Since I was a child, I have vowed to never be the prisoner of any relationship or any man. As an adult, I would add that this applies even to my own shadow masculine self. The inner masculine is goal directed and active. He protects the feminine. The shadow masculine is destructive and abuses power. Since I had this disturbing dream, I have been working on inviting the shadow masculine to be a part of my life in a creative way. I’ve been looking for ways to work with power in affirming ways.

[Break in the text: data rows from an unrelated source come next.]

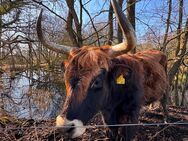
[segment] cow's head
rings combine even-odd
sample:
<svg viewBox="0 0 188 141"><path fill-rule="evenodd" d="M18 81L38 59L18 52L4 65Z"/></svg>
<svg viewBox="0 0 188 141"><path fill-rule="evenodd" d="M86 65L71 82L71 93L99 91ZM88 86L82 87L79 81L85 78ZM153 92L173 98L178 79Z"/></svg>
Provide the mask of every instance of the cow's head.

I decided to write a letter to the dream walker so that I could put to rest this disagreement. It carries apology for my part, forgiveness for his, and a purposeful statement of my own value and my own expectation of mutual respect. It might seem small but it is a shift in the wind and currents of my life. I am always the peace maker but I make peace by taking on the entire burden of a situation, without setting my boundaries. That was what was required, in ancient dynamics but it has kept me a prisoner, perched on the roof, unable to fly.
Things in flight are changed the moment it takes flight in a chosen direction. The place we leave will forever be changed by our absence but the destination remains unchanged and full of potential until that thing, which is in flight, has landed. Through the act of making amends and forgiving, I am free of my prison and have taken flight. What happens to the warden, when my letter lands, is in his hands. I care for him and so I pray that he finds a way to release himself from that prison of resentment or fear or whatever he has used to construct it. Perhaps he will choose to fly with me to a new destination, but if he cannot, I hope he finds his freedom, nonetheless.
I’m grateful for the lessons of nature and for the metaphor they afford me as I sit, watching. I could have easily flown west or north as I have, in the past, only to find I need to correct my course, never truly finding the direction I need. I am aloft, and even as the calendar brings change to the natural world, I glide, patiently, waiting for the currents in the air to show me which direction is south and the destination where I will find my new home.
For what are you most grateful, today?